[The Life of Hon. William F. Cody by William F. Cody]@TWC D-Link book
The Life of Hon. William F. Cody

CHAPTER XIX
8/13

I next heard him say to some one in the brush: "Come out o' heah.

Dar's Massa Buffalo Bill." Then he sang out, "Massa Bill, is you got any hawd tack ?" "Nary a hard tack; but the wagons will be along presently, and then you can get all you want," said I.
"Dat's de best news I'se heerd foah sixteen long days, Massa Bill," said he.

"Where's your command?
Where's General Penrose ?" I asked.
"I dunno," said the darkey; "we got lost, and we's been a starvin' eber since." By this time two other negroes had emerged from their place of concealment.
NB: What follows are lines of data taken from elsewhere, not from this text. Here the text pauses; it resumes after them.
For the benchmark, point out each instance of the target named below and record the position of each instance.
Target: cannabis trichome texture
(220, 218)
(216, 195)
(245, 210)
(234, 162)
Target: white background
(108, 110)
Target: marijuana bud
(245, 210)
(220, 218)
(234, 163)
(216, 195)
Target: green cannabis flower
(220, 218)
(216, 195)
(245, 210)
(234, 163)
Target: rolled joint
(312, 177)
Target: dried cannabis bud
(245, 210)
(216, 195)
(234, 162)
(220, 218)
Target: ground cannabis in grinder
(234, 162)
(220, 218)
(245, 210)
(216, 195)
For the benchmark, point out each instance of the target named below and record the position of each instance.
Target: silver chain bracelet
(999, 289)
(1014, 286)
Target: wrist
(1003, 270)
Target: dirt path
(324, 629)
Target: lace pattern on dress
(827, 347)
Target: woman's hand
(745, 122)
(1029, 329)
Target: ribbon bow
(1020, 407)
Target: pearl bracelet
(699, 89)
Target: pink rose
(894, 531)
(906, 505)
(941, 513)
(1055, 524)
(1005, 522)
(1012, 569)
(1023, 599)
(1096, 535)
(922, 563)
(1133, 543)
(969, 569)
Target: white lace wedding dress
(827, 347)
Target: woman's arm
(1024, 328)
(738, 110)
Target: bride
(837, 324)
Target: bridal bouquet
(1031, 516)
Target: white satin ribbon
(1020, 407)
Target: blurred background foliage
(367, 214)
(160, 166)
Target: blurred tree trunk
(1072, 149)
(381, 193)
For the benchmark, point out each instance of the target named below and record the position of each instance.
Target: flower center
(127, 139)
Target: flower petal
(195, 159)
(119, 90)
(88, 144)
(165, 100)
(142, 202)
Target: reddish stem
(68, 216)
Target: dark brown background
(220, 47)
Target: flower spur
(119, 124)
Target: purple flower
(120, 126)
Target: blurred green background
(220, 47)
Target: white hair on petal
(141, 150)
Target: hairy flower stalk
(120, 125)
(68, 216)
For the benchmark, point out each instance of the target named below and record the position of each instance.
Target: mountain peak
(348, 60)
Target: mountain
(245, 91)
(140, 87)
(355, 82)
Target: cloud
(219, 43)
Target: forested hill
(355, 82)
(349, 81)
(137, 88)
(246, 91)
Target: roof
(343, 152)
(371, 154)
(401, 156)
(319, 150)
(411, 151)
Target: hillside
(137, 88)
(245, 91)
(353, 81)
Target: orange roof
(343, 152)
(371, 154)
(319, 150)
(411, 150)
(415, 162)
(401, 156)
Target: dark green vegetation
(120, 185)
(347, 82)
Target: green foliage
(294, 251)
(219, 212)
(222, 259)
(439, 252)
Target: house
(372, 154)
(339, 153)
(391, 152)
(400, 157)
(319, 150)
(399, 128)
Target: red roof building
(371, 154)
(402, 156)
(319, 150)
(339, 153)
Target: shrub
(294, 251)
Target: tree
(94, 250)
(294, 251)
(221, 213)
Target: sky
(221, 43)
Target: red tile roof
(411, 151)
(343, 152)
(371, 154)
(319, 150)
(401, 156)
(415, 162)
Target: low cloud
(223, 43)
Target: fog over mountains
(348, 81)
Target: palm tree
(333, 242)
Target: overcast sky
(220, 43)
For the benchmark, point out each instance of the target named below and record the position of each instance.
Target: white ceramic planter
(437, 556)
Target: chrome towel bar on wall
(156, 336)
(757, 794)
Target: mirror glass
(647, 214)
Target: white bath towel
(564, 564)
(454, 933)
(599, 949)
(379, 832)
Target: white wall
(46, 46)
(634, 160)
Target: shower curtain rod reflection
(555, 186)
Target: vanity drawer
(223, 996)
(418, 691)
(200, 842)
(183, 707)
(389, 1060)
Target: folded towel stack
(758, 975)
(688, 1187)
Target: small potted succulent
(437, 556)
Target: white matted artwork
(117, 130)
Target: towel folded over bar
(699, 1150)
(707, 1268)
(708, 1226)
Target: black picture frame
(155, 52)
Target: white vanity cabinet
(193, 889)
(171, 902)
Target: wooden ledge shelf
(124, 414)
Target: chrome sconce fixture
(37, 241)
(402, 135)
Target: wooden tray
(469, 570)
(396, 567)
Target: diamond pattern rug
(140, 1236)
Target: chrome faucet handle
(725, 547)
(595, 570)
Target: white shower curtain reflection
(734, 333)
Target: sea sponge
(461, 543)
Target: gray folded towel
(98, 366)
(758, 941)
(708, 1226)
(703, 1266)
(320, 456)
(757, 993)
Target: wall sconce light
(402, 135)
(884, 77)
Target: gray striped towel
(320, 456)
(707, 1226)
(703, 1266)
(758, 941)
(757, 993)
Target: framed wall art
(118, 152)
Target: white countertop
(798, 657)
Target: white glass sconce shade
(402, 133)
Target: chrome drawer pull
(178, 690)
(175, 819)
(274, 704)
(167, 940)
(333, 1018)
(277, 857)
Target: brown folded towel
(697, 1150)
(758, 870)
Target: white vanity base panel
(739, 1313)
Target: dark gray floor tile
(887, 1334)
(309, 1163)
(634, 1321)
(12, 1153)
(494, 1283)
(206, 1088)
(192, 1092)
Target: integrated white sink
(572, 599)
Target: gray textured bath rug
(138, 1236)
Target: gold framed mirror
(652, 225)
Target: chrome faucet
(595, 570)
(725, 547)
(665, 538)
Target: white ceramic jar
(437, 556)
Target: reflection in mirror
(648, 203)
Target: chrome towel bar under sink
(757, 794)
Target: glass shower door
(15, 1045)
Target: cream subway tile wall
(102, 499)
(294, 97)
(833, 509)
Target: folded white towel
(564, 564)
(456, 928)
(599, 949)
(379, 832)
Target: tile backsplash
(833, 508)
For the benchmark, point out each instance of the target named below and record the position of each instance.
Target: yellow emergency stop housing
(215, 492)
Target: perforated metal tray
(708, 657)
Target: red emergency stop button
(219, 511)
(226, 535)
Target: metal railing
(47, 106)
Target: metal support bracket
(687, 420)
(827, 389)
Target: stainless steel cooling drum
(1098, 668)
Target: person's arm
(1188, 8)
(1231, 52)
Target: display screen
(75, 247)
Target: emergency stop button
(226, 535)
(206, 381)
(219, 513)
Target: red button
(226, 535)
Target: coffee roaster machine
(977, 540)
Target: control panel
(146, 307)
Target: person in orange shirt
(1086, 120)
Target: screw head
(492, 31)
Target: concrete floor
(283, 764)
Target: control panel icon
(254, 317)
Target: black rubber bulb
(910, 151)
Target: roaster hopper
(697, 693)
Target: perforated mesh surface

They had deserted Penrose's command--which was out of rations and nearly in a starving condition--and were trying to make their way back to Fort Lyon.

General Carr concluded, from what they could tell him, that General Penrose was somewhere on Polladora Creek; but we could not learn anything definite from the starved "mokes," for they knew not where they were themselves.
Having learned that General Penrose's troops were in such bad shape, General Carr ordered Major Brown to start out the next morning with two companies of cavalry and fifty pack-mules loaded with provisions, and to make all possible speed to reach and relieve the suffering soldiers.